Monday, October 8, 2012

Finding Comfort beyond the Grave

My heart transplant and the fact that I survived Congenital Heart Disease has opened my view into pandora's box filled with countless number of parents who continue to endure life with empty arms.

Death, the enemy of life, comes to all. The old, the young, the innocent, the guilty, each of us will walk that path. The difficult part, for me, is watching people fight illness, especially children.

This morning, according to the Deseret News, "The McDonald family, who expected to spend the week celebrating the life of their daughter Mia on the trip granted her by the Make-A-Wish Foundation, found themselves instead in a hospital room in Tampa, Florida."

Mia just before her biopsy10/03/2012
"Just hours after arriving in Florida, 4-year-old Mia got sick — her body rejected the transplanted heart she received when she was just 4 months old. During a biopsy, she went into cardiac arrest. Mia suffered brain damage and has been on life support since. The family has removed her from life support today."

I had the privilege to meet this beautiful family a while ago. I've been invited to play my music at the funeral on Saturday. I'm always humbled and honored at the opportunity to help send off the pure & meek through the medium of music.

With each death that occurs, many find comfort knowing there is life after death. From experience, I know this is true. There is life beyond the grave.

However, the separation of a mother and father from their child is tough love that God puts us through.

Life is not easy. In fact, it's really painful. There's a popular Mormon phrase, "I never said it would be easy, I only said it would be worth it." I'd rather my people say, "I never said it would be easy, I only said it would be hard, but if you endure it well, you will understand what it means to truly know joy, and understand how to experience, share, and live in the next world where I am."

There are those in the world who have no faith or relationship with God because they allow tragedy to harden their hearts or rebel from goodness to dull the pain. We want to numb our feelings. Even the great philosophers of Christianity like C.S. Lewis said in his book Grief Observed, after losing the love of his life to cancer, "Why is it that when I approach him at the door it seems as though he slams the door in my face." Some of us begin to philosophies that if God does exist, he simply doen't not care about me. Some wonder, "if he has favorites and are we just little chess pieces like portrayed in greek mythology?"

When we feel like the door is slammed in our face - we have to keep knocking. Pound on that door. Be persistent. Yet, be humble and submissive, willing to listen. We have to be submissive enough to continue to inquire of the Lord, especially when things are going well in our lives.

I know in my newly transplant heart just as I did in the one that died, that God is our loving Heavenly Father, the creator who organized the universe and is omniscient. Never quit on Him. He is not an umpire looking for failure. He is more like the Father in the stands cheering us on. He is teaching us compassion, faith, hope, and eternal principles of love that we'll take with us into the next life.

Most of us can agree that humans have primitive understanding of reality and truth, especially with our massive telescopes and knowledge of the sciences. If I can call a friend from a device that sends a message directly to space and some satellite sends it back to my friend on their device at that very moment, how can we doubt the ability to communicate with God, who is our friend and Father.

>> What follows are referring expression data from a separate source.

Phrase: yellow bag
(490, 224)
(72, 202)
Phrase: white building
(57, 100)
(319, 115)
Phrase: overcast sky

I am sad, frustrated, and discouraged when someone I love passes on into the next world, even though I believe they are surrounded by loved ones who have gone beyond. Belief in God gives us hope beyond this mortal world. It's not a bad way to live.

Overall, there is a parable that explains life in simple parable by Bruce R. McConkie. I hope it helps.

Imagine A man walking along the road happens to fall into a pit so deep and dark that he cannot climb to the surface and regain his freedom. How can he save himself from his predicament? Not by any exertions on his part, for there is no means of escape in the pit. He calls for help and some kindly disposed soul, hearing his cries for relief, hastens to his assistance and by lowering a ladder, gives to him the means by which he may climb again to the surface of the earth.
This was precisely the condition that Adam placed himself and his posterity in, when he partook of the forbidden fruit. All being together in the pit, none could gain the surface and relieve the others. The pit was banishment from the presence of the Lord and temporal death, the dissolution of the body. And all being subject to death, none could provide the means of escape.
Therefore, in his infinite mercy, the Father heard the cries of his children and sent his Only Begotten Son, who was not subject to death nor to sin, to provide the means of escape. This he did through his infinite atonement and the everlasting gospel (Doctrines of Salvation, comp. Bruce R. McConkie, 3 vols. [1954–56], 1:126–27).